Rare Error Messsage

Post questions here relative to DataStage Server Edition for such areas as Server job design, DS Basic, Routines, Job Sequences, etc.

Moderators: chulett, rschirm, roy

I_Server_Whale
Premium Member
Premium Member
Posts: 1255
Joined: Wed Feb 02, 2005 11:54 am
Location: United States of America

Rare Error Messsage

Post by I_Server_Whale »

Hi All,

When one of my jobs runs it aborts giving a 'Floating Point Exception' message. It also says before it that it is a Phantom.

Has anyone encountered such type of error message before?

Any tiny bit of insight or help is very much appreciated.

Thanks much,
Naveen.
yaminids
Premium Member
Premium Member
Posts: 387
Joined: Mon Oct 18, 2004 1:04 pm

Re: Rare Error Messsage

Post by yaminids »

Naveen,

We got a similar error message when our Server was too busy to trigger a job. We did not face the problem after reducing the load on the server

Hope this helps
Yamini
ArndW
Participant
Posts: 16318
Joined: Tue Nov 16, 2004 9:08 am
Location: Germany
Contact:

Post by ArndW »

Does this error happen each time? Are you doing any division of numbers in your transform stage?
chulett
Charter Member
Charter Member
Posts: 43085
Joined: Tue Nov 12, 2002 4:34 pm
Location: Denver, CO

Post by chulett »

Actually, "too busy" would send a different error, a -14.

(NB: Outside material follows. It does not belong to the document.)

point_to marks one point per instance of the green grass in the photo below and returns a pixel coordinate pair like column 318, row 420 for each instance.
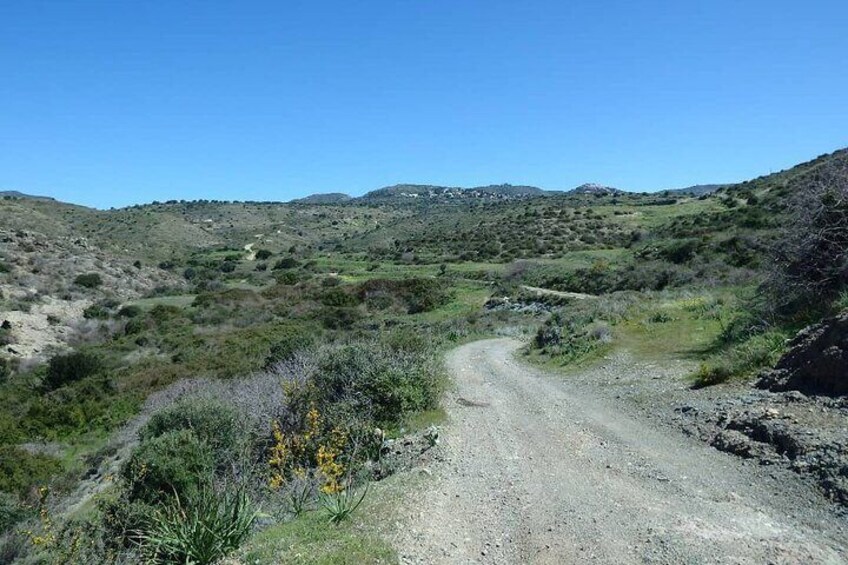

Best to post the entire message. More than likely it's as Arnd noted.
-craig

"You can never have too many knives" -- Logan Nine Fingers
TBartfai
Premium Member
Premium Member
Posts: 15
Joined: Wed Jul 28, 2004 5:26 am

Post by TBartfai »

We are also facing the same error, when looking up from a hash file in a transformer stage. There are no divisions with numbers, all the data-types are set accordingly. There is only one constraint Not(IsNull()), and thats all in the transformer.
It occurs only with hash files. If pre-load to memory is disabled, works fine. If pre-load to memory is enabled, it fails.
The strange thing is, that those jobs failing now were running successfully for 1 year before.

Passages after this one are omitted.